離縁、って…。



離婚のことだよね!?



突然の…いや、意外な…と言うべきか、私はこの展開について行けずに驚くばかりだった。



坂下が部屋中にばら撒いた物の1枚が、ドアの外で様子を窺っている私たちの側まで流れてきた。



見ると奥さんの浮気現場の写真で、私が見たときとは別の人と写っていた。



「私が書くべき欄は、記入済です。」



坂下はそう言うと、奥さんに薄っぺらい紙を突きつけた。



多分、離婚届…だろう。



「そんな、いきなり…?」



この展開について行けないのは、奥さんも同様らしい。



蒼は目の前の写真を拾い上げると、ドアをノックした。



ち…ちょっと、蒼っ!



「写真、ドアのところにも落ちてましたよ。
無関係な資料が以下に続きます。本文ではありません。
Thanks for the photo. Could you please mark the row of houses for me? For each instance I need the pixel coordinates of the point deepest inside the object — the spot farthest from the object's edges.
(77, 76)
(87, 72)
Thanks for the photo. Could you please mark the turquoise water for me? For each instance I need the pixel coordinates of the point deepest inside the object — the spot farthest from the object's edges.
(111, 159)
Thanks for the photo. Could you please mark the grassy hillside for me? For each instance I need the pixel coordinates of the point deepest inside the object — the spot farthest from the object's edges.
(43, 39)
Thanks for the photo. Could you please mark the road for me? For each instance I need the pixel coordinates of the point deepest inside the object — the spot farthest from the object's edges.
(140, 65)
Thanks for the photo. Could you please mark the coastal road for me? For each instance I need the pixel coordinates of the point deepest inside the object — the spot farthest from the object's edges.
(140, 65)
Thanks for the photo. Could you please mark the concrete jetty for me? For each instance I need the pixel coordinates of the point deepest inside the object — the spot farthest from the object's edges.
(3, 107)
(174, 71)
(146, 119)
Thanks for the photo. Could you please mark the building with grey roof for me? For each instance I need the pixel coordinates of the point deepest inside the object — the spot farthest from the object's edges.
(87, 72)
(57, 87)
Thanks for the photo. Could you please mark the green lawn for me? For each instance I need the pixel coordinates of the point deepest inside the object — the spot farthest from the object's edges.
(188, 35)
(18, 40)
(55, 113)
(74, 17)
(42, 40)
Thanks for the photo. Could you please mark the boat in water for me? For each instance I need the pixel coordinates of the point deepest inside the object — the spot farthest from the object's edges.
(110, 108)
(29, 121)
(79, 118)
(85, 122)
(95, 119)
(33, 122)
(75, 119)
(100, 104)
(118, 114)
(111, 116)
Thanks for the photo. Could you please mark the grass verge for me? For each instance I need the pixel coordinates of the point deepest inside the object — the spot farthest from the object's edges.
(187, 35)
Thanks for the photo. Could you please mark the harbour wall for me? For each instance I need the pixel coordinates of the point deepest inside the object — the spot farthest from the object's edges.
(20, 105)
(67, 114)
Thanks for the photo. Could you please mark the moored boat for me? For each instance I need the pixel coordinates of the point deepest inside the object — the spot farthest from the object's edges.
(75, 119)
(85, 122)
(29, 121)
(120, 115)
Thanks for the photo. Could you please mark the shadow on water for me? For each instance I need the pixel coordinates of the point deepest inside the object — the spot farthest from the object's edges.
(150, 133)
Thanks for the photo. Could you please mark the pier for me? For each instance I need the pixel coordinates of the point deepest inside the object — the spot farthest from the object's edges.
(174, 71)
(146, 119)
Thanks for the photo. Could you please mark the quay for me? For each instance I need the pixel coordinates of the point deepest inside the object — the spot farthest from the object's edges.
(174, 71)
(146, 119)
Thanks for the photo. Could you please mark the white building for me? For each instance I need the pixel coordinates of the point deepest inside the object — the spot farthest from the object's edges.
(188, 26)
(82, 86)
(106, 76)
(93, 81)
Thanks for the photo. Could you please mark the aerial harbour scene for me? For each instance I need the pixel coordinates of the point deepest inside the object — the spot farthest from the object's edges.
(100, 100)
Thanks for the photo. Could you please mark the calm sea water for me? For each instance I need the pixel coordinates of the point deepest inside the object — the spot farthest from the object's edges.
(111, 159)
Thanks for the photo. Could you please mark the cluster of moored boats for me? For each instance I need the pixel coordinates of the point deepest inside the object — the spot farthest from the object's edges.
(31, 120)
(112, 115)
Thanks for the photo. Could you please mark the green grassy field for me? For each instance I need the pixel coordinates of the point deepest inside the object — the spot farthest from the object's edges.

」



「蒼先生、いらっしゃったのですか。」



「写真ばら撒く前からですけど、相変わらず演出カッコイイですよねー。」



「茶化さないでください。」



蒼は病室にばら撒かれた写真を回収しようと、数枚手に取った。



それを見て目を丸くすると、他の写真にも手を伸ばす。



「はぁ!?何だコレ?写真、全部違う男!?

公衆便所かよ、このオバサン…。」



あの、数十枚はあろうかという写真…が?



「蒼先生、届出が受理されるまでは私の妻です。

そのような発言は控えてください。」



坂下は、苦笑いをしながら言った。



「別れる気なんてないわ!」



そう言い放った奥さんが、ドアに向かってくる。



あんなに大勢の男と浮気しておいて…、坂下と別れてよ!



文句の1つでも言いたいけれど、坂下に来たことを知られるのはまずいから…。



私は姿を見せないように、隠れた。